There's a story mode in Shrek SuperSlam, but the story has no bearing whatsoever on the gameplay. Donkey invites Shrek and some other friends over for a game of cards, but his rambunctious children, the Dronkeys, keep interrupting the game. In order to calm the critters down, you have to choose a character to tell the Dronkeys a bedtime story. The story changes depending on which character you choose, but aside from the initial setup and a brief closing scene, the story has nothing at all to do with the rest of the game. After the intro, you fight your way through a series of one-on-one battles. Each battle lasts two minutes, and the person with the most superslams at the end of the match is the winner.
Melee mode is the basic fighting mode, but there are quite a few options that let you adjust the rules of the game. You can choose the number of players, the stage, the time limit, the amount of fairy dust you get for each hit, and more. You can play a simple timed match; a race match, in which the first one to get a certain number of slams is the winner; a fairy dust challenge, in which you just have to collect a certain amount of fairy dust; and a tag mode, in which the last person slammed automatically respawns with a full helping of fairy dust.

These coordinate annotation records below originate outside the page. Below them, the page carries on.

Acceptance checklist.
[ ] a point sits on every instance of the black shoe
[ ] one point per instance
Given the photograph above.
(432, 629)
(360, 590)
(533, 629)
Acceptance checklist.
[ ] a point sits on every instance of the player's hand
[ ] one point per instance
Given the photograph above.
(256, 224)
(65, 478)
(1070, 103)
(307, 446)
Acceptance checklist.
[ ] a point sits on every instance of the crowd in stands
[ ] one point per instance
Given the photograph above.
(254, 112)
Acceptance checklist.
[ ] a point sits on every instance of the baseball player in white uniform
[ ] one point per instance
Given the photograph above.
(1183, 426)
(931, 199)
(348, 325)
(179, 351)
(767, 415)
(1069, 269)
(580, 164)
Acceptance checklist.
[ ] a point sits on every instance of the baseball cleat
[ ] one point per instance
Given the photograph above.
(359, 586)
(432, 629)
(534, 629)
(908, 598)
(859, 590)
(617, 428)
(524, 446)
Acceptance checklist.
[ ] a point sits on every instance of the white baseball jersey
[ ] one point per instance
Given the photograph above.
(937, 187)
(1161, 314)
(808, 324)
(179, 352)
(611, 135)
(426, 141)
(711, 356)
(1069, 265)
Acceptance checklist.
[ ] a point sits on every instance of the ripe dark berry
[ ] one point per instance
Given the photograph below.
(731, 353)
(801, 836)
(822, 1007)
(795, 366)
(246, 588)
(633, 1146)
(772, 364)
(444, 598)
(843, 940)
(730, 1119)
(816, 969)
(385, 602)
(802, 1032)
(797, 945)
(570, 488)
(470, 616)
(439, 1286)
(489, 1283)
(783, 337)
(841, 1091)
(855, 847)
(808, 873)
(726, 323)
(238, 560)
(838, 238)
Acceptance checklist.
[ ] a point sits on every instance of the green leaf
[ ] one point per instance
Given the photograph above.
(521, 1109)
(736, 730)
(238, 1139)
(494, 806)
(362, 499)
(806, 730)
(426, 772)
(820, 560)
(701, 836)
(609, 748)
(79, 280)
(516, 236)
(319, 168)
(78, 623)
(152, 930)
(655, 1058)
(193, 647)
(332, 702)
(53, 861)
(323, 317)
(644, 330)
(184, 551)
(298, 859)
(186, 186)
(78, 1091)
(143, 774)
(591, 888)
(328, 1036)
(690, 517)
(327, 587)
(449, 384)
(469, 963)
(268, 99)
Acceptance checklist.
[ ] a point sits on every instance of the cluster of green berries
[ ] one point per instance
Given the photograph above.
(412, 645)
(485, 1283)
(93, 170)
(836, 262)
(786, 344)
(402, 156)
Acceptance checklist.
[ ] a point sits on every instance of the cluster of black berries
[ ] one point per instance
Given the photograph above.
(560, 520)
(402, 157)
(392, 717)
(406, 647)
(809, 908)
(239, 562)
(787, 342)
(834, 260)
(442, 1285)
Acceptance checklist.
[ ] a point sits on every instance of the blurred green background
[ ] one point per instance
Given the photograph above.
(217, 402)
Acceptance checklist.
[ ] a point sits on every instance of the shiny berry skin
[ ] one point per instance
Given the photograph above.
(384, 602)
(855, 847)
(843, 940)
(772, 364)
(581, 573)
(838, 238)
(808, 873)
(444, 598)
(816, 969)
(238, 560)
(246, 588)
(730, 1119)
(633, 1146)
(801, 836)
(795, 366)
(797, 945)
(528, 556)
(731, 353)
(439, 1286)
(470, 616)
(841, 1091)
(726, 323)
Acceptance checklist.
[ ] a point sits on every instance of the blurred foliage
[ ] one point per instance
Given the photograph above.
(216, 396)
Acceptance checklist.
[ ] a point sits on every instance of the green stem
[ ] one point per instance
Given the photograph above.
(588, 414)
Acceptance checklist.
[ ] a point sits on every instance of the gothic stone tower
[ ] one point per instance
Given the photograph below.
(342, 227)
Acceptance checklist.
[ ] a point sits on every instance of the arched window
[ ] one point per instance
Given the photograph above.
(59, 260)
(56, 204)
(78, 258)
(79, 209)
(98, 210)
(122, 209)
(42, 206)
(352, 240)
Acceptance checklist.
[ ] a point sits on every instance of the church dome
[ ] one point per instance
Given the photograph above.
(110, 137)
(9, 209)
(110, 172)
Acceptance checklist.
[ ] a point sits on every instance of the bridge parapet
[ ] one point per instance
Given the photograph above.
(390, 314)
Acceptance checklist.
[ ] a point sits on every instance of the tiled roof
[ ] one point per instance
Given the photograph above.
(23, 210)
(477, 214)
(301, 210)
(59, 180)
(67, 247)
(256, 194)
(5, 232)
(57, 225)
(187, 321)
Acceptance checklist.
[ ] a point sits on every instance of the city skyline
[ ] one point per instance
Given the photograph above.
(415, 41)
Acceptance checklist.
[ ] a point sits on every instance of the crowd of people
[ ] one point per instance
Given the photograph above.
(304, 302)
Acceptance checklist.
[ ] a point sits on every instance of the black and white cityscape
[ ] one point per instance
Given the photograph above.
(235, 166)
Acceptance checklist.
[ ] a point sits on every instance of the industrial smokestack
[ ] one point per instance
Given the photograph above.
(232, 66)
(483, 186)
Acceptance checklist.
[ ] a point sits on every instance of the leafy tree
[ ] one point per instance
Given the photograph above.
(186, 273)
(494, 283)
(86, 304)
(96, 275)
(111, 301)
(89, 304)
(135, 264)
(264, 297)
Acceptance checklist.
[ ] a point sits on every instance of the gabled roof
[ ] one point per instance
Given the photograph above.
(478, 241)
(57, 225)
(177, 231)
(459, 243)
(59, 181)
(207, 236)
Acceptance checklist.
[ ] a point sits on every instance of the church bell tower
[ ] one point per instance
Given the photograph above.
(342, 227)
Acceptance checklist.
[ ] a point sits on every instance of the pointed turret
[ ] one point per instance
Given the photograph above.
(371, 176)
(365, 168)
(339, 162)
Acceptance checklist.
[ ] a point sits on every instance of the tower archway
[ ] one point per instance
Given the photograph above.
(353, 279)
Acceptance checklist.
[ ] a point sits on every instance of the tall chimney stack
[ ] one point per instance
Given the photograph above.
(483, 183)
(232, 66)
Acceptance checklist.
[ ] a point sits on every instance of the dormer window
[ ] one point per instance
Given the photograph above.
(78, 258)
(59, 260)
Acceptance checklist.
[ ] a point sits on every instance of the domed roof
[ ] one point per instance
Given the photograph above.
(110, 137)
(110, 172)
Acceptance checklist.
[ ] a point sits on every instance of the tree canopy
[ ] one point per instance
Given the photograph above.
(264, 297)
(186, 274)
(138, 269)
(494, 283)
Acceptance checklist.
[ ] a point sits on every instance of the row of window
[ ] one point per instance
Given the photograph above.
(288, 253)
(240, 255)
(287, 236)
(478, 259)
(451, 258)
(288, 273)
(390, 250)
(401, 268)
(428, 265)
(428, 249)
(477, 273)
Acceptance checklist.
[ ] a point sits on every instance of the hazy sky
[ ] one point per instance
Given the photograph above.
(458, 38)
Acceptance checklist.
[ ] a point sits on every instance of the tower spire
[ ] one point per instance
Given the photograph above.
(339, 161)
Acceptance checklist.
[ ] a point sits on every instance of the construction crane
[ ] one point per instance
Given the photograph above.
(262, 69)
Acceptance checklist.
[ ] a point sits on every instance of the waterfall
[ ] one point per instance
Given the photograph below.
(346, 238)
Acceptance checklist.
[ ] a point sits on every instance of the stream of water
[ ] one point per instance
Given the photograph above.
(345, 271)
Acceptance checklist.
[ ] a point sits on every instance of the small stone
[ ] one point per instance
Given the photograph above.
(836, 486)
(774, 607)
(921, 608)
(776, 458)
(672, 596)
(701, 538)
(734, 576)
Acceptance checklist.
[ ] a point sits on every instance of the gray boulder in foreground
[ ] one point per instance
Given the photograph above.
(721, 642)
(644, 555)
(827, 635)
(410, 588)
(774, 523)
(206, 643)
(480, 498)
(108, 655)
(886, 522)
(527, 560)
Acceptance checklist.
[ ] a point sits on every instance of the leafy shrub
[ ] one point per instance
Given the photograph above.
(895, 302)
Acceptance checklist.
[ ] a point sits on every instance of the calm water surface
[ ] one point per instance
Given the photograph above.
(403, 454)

There's also a megachallenge mode, which gives you 32 single-player challenges to complete. These challenges range from a memory-type game in which you flip cards trying to match up like pairs, to basic melee matches with specific stipulations. You might have to slam nine enemies without getting slammed yourself, or slam an opponent within 30 seconds. The challenges are extremely easy, so even though there are quite a few of them, you can still burn through the entire set in an hour or two.
The best mode in the game is multiplayer melee. The game supports up to four players, but unfortunately there's no game sharing, so you'll have to somehow convince your friends to get a hold of their own copies of the game. If you only have one other friend who owns a copy of the game, you can choose to play one-on-one matches, or you can add some bots to play against. You can also customize your game with a variety of options just like in the single-player melee mode. The one problem with multiplayer mode is that there's no running tally of wins versus losses over a number of rounds. It's one of those things that you don't miss until it's gone.